Tourism Nova Scotia describes the BLT Trail as a 13-kilometre multi-use route on converted railbed, connecting Beechville, Lakeside, Timberlea, Hubley and Lewis Lake before meeting the St. Margaret’s Bay Trail. Halifax lists the St. Margaret’s Bay Trail as a 32-kilometre linear route with an eastern trailhead on Highway 3 at Hubley.

That trail junction is the clearest way to understand Hubley today. The community is close to Halifax, but its day-to-day identity is shaped by lakes, woods, trail users and suburban-rural living.

Things to Do and Places Nearby

Start at the trail access. Walk or cycle a short section of the BLT Trail or the St. Margaret’s Bay Trail, depending on your time and direction. The hard-packed railbed surface makes the corridor approachable for many users, though conditions vary by season.

Use Hubley as a quiet outdoor pause rather than a sightseeing checklist. Lakes, trail bridges, wooded stretches and community notice points are the main experience.

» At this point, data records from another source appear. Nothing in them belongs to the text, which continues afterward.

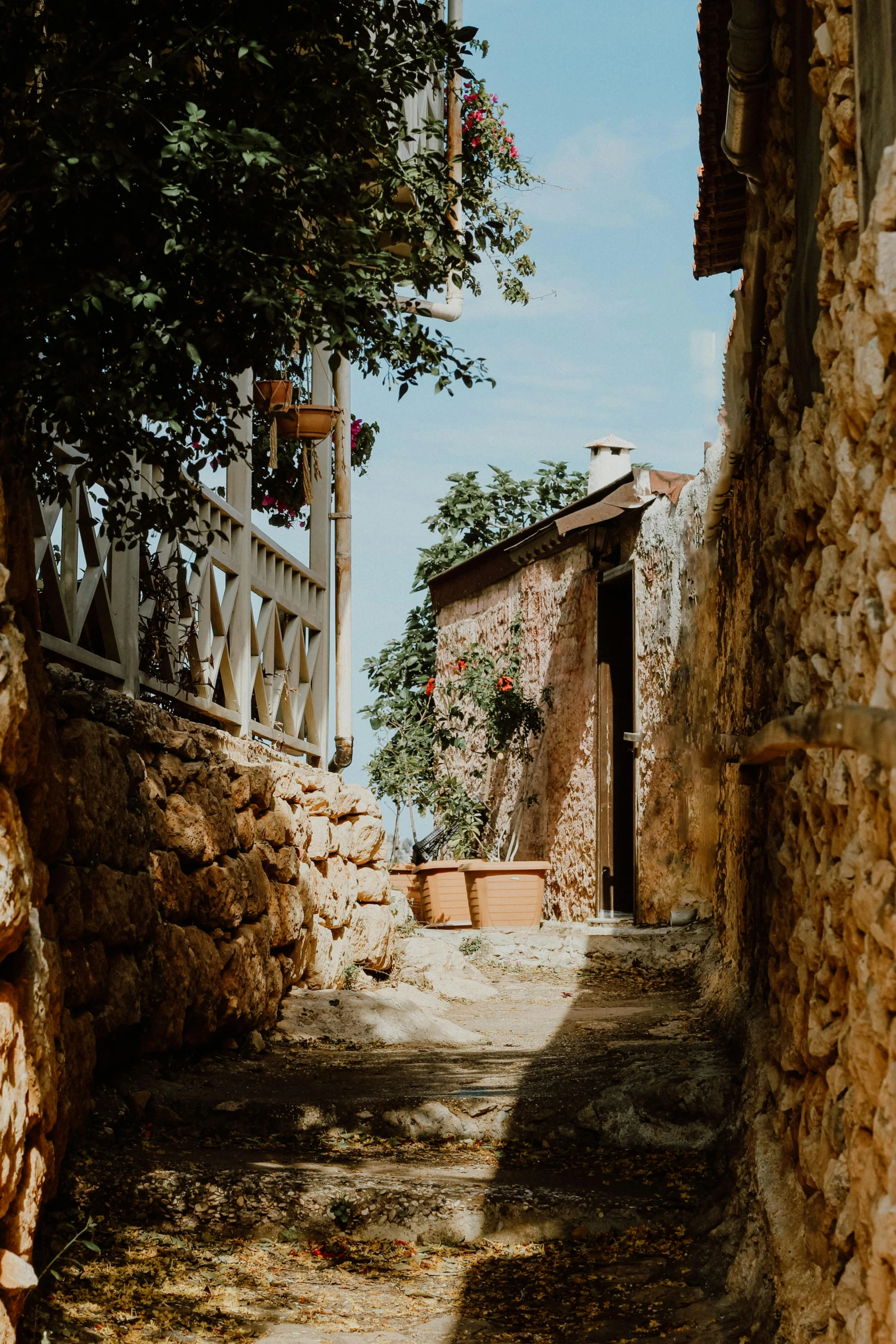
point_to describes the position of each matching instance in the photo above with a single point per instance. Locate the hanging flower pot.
(306, 421)
(273, 396)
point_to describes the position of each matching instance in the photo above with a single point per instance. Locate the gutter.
(453, 305)
(341, 518)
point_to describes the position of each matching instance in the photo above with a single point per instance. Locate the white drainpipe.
(453, 305)
(341, 516)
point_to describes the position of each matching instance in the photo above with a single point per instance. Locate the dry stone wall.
(555, 601)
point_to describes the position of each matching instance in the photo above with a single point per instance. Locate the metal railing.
(238, 635)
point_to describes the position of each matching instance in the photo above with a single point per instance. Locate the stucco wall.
(555, 600)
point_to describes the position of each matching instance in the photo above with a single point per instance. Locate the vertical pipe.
(343, 519)
(455, 96)
(240, 495)
(318, 557)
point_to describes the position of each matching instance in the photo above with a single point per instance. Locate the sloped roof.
(720, 220)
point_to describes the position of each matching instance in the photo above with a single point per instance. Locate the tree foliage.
(473, 516)
(190, 189)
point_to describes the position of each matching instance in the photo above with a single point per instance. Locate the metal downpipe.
(341, 518)
(453, 305)
(750, 33)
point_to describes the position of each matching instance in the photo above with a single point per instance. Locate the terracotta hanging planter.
(273, 396)
(504, 896)
(444, 897)
(306, 421)
(403, 878)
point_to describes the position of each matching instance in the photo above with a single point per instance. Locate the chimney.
(610, 462)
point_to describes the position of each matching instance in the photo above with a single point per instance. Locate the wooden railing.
(238, 635)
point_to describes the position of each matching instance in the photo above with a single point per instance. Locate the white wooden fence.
(238, 635)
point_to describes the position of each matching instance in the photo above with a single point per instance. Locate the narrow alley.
(566, 1170)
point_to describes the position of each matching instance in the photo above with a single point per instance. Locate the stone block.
(261, 785)
(225, 893)
(320, 839)
(343, 839)
(327, 957)
(368, 835)
(270, 826)
(124, 985)
(356, 799)
(85, 971)
(15, 874)
(341, 894)
(21, 1222)
(286, 913)
(245, 981)
(201, 826)
(14, 1097)
(246, 828)
(77, 1064)
(372, 937)
(171, 886)
(201, 1018)
(372, 885)
(65, 896)
(118, 908)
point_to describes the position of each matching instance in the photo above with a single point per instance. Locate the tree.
(190, 189)
(414, 723)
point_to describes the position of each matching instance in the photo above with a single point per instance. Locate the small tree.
(193, 189)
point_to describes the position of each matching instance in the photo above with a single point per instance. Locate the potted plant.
(485, 714)
(306, 421)
(273, 396)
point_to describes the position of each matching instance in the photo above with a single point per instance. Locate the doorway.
(616, 847)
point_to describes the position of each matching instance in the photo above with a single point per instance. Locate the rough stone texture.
(794, 611)
(159, 884)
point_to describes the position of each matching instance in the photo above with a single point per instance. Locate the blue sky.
(618, 336)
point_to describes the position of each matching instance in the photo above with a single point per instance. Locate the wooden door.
(616, 840)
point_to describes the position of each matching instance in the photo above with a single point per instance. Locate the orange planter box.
(505, 896)
(444, 893)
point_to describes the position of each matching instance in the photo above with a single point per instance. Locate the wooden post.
(240, 496)
(320, 546)
(343, 528)
(124, 596)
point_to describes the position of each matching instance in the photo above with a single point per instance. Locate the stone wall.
(555, 600)
(202, 876)
(795, 612)
(187, 880)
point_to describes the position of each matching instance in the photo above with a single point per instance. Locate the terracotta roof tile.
(722, 195)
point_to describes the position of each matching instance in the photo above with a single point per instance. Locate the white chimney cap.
(612, 441)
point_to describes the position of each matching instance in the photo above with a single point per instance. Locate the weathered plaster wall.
(797, 611)
(555, 600)
(189, 880)
(668, 792)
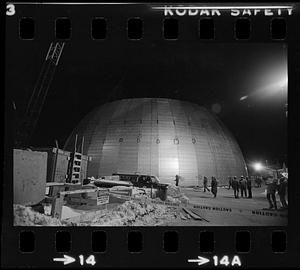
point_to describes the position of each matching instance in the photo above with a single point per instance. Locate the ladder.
(39, 94)
(74, 171)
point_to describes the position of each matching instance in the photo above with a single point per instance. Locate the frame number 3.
(10, 10)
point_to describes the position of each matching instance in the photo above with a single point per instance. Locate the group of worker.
(243, 188)
(279, 185)
(213, 184)
(243, 184)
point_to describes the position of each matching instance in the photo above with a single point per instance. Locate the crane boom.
(38, 96)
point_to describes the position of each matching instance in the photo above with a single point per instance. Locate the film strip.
(139, 99)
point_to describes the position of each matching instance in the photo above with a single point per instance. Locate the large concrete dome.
(161, 137)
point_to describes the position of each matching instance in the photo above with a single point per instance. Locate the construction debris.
(26, 216)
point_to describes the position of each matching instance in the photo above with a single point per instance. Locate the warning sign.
(103, 199)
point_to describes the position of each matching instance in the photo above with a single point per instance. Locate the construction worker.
(249, 187)
(176, 180)
(214, 186)
(205, 180)
(243, 185)
(229, 182)
(271, 190)
(282, 188)
(235, 187)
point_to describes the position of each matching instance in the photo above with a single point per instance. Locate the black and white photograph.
(124, 128)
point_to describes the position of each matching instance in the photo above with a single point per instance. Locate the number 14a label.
(226, 261)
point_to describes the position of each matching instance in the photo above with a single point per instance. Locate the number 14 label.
(90, 260)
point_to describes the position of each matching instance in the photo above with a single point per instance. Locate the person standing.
(249, 187)
(282, 188)
(259, 181)
(271, 190)
(235, 187)
(205, 181)
(214, 186)
(243, 185)
(176, 180)
(229, 182)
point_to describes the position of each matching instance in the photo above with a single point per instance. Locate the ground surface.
(230, 211)
(224, 210)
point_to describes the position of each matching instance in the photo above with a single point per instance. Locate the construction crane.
(29, 121)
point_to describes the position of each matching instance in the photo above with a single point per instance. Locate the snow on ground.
(130, 213)
(25, 216)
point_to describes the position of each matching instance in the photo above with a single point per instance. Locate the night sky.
(214, 75)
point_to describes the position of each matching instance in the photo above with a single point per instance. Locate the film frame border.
(223, 235)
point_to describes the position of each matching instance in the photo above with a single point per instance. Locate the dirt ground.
(224, 210)
(244, 211)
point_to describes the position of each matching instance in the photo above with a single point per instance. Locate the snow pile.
(130, 213)
(25, 216)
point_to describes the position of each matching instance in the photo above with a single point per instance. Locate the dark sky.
(214, 75)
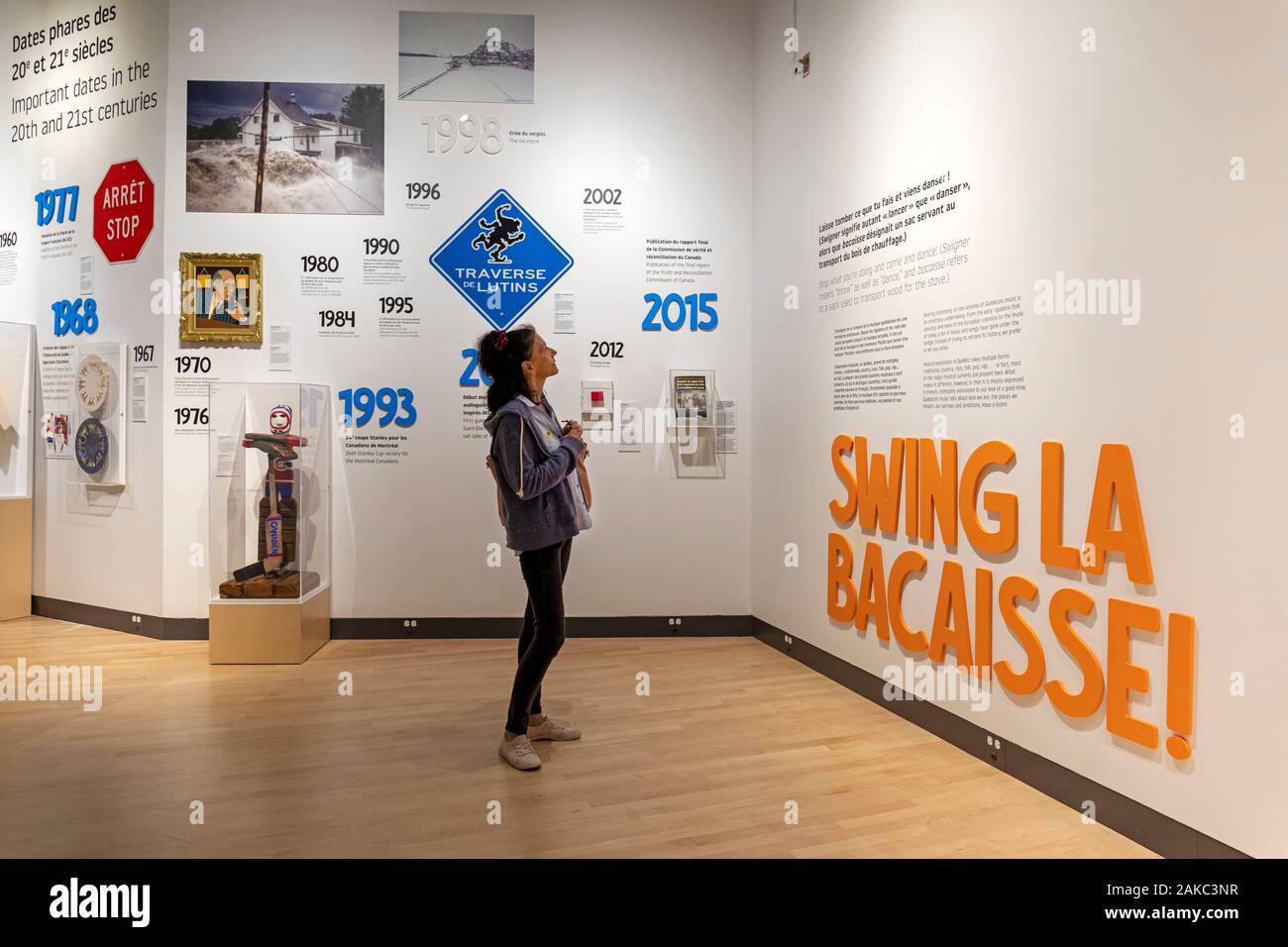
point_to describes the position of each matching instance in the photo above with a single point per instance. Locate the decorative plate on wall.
(91, 445)
(93, 382)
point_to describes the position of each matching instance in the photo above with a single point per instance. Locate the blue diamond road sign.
(501, 261)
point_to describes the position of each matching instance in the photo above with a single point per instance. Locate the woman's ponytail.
(501, 356)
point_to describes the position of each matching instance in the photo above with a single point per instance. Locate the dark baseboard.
(612, 626)
(1127, 817)
(373, 629)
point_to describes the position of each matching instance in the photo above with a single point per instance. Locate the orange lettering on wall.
(938, 487)
(879, 492)
(1005, 505)
(1124, 676)
(1116, 479)
(1020, 587)
(844, 512)
(840, 567)
(1180, 684)
(952, 626)
(872, 594)
(1086, 701)
(1052, 551)
(906, 565)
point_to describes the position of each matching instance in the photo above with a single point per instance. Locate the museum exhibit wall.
(651, 99)
(629, 150)
(1147, 150)
(93, 544)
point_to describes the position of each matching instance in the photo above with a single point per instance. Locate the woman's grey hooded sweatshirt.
(537, 475)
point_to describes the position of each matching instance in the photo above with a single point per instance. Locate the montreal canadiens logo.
(279, 419)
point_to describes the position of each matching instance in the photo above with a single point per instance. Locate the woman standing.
(536, 463)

If continuing west, the St. Margaret’s Bay Trail leads toward Head of St. Margaret’s Bay, Upper Tantallon and Hubbards. Keep the Hubley stop focused on the trail junction before extending the route.

Quick Facts

  • Province: Nova Scotia
  • Region: Halifax Metro
  • Community type: Unincorporated community within Halifax Regional Municipality
  • Official place-name status: Community
  • Official website: Halifax Regional Municipality trail information
  • Main travel areas: BLT Trail, St. Margaret’s Bay Trail, Highway 3 trailhead, lakes and wooded rail-trail corridors

Travel Notes

Hubley works best by car plus walking or cycling. Trailhead parking and access points can be busy, so check current trail information and respect nearby residential streets.

The trails are shared by different users, and some sections allow motorized off-road use. Stay alert, keep right, control pets and avoid blocking the trail at road crossings.